Pluies de graphite à Wijk aan Zee, déversement de Genx par Chemours à Dordrecht ou déversement de granulite dans un lac naturel près dAlphen en Gueldre. Les services environnementaux devraient prévenir ou, au moins, faire face à une telle pollution, mais trop souvent cela ne se produit pas, conclut la Commission Van Aartsen.

Jozias van Aartsen et son comité ont enquêté sur le travail des 29 services environnementaux. Le problème, cest que les services ne peuvent fonctionner de manière indépendante et nont souvent pas suffisamment de pouvoirs et de connaissances pour intervenir correctement.

Cela nest pas seulement nocif pour lenvironnement et la santé publique. « Les glissements du gouvernement conduisent à une forte crise de confiance dans le gouvernement », dit dans le rapport Zorg voor de habitat.

Différences

Les services environnementaux ont été créés après le rapport 2008 dun autre comité dirigé par lancien maire Mans. Les services sont très différents les uns des autres. Ainsi, le nombre demployés varie dune poignée à plusieurs centaines.

En outre, ils proviennent de toutes les parties, y compris le Royaume, les provinces, les municipalités et les offices des eaux. Ils se voient confier des tâches supplémentaires, telles que donner des conseils environnementaux ou superviser la remise en état de lamiante.
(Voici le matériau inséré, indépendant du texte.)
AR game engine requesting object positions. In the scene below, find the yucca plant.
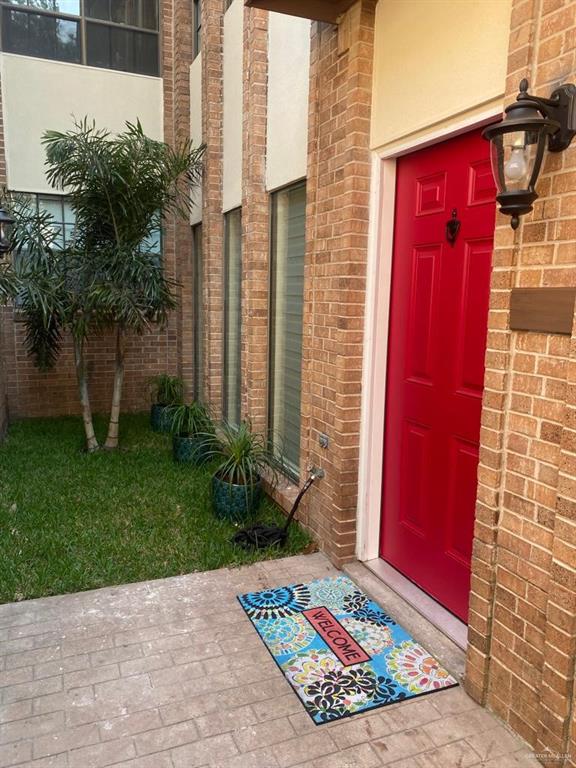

Et cela alors quils ont trop peu dargent et de personnel.

D après le rapport Van Aartsen, il est clair que la décentralisation est passée. Dans une région, les entreprises ont des règles, des permis et des amendes différents de ceux des autres régions. Et le gouvernement nen a plus le contrôle.

Argent de lEmpire

Van Aartsen recommande donc que tous les services environnementaux aient une taille minimale et les mêmes tâches de base. En outre, ils ne devraient plus recevoir leur argent des autorités locales, mais de lEmpire. Ce nest qualors quils peuvent travailler indépendamment.

Selon le comité, les services devraient avoir davantage de possibilités en matière de droit pénal et faire davantage pour échanger des connaissances et des informations. Et pour vérifier si les choses vont mieux à lavenir, nous avons besoin dun superviseur national, dit Van Aartsen.